British banks and bankers: I’ve been watching the old BBC TV adaptations of All Creatures Great and Small. The bankers and government officials come off as excruciatingly condescending, treating people like children or like peasants who must tug their forelocks. I wonder how accurate a portrayal this is of the culture in the first half of the 20th Century–accurate, or a BBC distortion of reality?
somewhere along the way the MCU movies forgot how to be fun
There is no fun in progressivism, comrade. Revolution is a serious business.
British banks and bankers
Quite accurate.
Managers of branches, when banks had branches in every shopping street and managers had considerable discretion and freedom, were frequently pompous pillars of society.
In the days before easy credit, their job was to issue loans begrudgingly and with pursed lips.
They were pillars of respectable society- men who were capable of enduring the monotony of working in suburban bank branches, where the only excitement was failure to tally at close of business.
Bank Managers were invariably prominent in golf clubs.
Captain Mainwaring, of Dads Army, is one of the great British comedy characters: a pompous, socially insecure idiot of limited intelligence- and a bank manager.
Quite accurate
Thank you for the explication. Everything in the UK is a bit blurred from here, thousands of miles away, and the events of 60-80 years ago even more so.
Captain Mainwaring, of Dads Army
Thank you very much for reminding me of that: Now that I have more free time I will give it a look.
the TV show, at least in its early years before it became the Alan Alda Self Indulgence Hour, was infinitely superior, and closer in spirit to the original books
Richard Hooker, the author of M*A*S*H, despised Alan Alda and his depiction of Hawkeye. I’m not sure what he thought of Altman’s film, although he was upset he sold the film rights for peanuts.
reminder that somewhere along the way the MCU movies forgot how to be fun.
Well, Ragnarok seemed desperate to be fun and in the process kicked the legs out from under any drama or hope of suspense. Its director certainly seemed to think the film was funnier than it was. Endgame, on the other hand, was weighed down by awful pacing, unsatisfying convolution, and its own air of self-importance.
the TV show, at least in its early years before it became the Alan Alda Self Indulgence Hour, was infinitely superior
I have read that Korean Americans (very understandably) despise the show. I suppose that means they get an early insight into the defects of the American entertainment industry.
What amuses me about Mash is how leftists loved it yet so much of its humor was based on what would today be denounced as being horribly racist and sexist…among other sins. Odd that for something so enormously popular in its day, I haven’t seen it in syndication. Unlike, say…Hogan’s Heroes . Odd. Or not.
Odd that for something so enormously popular in its day, I haven’t seen it in syndication.
Probably a recency bias thing. Syndication isn’t what it once was and there are so many places to view content that shows often get lost in the noise.
M*A*S*H was one of the most profitable shows in syndication of all time. At one point the show was running 16 times per week in some markets. When it’s production run ended, the show was already running 3 to 4 times per day as a re-run on the network. These re-runs mostly continued. So looking back the line between production run and and syndication gets a little fuzzy.

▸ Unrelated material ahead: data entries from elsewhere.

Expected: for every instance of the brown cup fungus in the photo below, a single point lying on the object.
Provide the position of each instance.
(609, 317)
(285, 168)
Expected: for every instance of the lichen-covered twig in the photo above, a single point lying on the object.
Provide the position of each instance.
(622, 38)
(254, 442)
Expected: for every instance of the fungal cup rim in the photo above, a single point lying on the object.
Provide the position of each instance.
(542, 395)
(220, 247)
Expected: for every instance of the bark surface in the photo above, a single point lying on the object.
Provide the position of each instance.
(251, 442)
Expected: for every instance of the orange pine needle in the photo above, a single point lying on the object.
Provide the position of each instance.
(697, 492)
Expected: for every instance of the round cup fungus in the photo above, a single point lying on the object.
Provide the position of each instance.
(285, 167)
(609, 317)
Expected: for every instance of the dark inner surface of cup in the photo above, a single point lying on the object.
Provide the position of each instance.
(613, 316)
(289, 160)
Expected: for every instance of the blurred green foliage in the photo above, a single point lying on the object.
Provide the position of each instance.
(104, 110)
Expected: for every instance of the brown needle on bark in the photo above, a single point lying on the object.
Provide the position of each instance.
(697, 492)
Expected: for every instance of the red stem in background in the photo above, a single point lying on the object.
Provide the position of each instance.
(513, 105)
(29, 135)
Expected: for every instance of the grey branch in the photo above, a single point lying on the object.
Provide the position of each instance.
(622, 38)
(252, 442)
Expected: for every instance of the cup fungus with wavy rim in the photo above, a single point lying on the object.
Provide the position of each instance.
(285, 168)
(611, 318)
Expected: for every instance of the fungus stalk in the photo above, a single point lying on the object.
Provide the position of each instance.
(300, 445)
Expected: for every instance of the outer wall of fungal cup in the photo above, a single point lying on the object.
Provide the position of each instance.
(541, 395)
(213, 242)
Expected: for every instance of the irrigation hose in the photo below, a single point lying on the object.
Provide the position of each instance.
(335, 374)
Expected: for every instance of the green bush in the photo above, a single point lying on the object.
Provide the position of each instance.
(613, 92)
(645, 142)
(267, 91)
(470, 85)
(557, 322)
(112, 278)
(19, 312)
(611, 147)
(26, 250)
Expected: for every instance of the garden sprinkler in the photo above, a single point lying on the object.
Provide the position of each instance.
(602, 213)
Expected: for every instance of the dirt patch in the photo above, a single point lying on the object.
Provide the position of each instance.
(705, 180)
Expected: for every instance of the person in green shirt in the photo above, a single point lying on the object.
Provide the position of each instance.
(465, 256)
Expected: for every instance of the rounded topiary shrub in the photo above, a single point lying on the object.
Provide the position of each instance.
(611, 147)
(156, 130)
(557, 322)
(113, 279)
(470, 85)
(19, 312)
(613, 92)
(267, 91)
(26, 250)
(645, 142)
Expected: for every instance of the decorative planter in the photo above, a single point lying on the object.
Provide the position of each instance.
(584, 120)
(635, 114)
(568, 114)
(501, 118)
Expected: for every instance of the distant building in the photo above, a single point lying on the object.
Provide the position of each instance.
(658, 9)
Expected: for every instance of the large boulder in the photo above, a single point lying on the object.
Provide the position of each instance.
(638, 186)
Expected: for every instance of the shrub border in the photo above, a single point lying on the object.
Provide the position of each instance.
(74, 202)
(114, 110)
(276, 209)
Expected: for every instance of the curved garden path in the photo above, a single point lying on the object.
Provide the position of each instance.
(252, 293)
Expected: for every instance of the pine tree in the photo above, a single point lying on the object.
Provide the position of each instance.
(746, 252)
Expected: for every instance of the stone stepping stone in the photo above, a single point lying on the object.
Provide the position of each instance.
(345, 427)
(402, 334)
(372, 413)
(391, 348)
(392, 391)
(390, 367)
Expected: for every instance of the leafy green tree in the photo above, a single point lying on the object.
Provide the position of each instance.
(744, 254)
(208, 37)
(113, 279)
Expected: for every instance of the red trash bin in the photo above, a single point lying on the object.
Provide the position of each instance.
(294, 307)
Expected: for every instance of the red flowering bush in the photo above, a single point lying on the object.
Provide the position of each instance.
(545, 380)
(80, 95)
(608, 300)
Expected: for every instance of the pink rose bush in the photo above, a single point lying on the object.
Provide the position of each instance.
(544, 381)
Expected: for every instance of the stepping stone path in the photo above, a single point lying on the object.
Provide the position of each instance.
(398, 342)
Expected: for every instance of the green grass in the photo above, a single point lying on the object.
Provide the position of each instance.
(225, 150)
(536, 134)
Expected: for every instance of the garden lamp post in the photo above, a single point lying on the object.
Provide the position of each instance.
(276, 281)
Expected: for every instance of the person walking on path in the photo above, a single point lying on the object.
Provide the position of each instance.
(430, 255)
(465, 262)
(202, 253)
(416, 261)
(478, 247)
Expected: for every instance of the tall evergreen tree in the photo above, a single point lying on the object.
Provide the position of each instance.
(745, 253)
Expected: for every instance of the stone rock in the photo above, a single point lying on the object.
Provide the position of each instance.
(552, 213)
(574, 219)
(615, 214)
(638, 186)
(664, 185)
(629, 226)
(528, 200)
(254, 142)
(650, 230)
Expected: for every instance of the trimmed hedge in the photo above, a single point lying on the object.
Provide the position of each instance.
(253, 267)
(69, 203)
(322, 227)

Here’s a good synopsis of M*A*S*H in syndication.
Richard Hooker, the author of M*A*S*H, despised Alan Alda and his depiction of Hawkeye. I’m not sure what he thought of Altman’s film, although he was upset he sold the film rights for peanuts.
IMO Donald Sutherland’s Hawkeye was much closer to Hooker’s character. The bigger tragedy is what they did to Trapper John who was as big a character as Hawkeye. The TV production kept squeezing Trapper until he was nothing more than a side-show foil for Alda. Wayne Rogers knew what was going on and was right to leave the show.
There is no fun in progressivism, comrade. Revolution is a serious business.
“There will be no laughter, except the laugh of triumph over a defeated enemy.”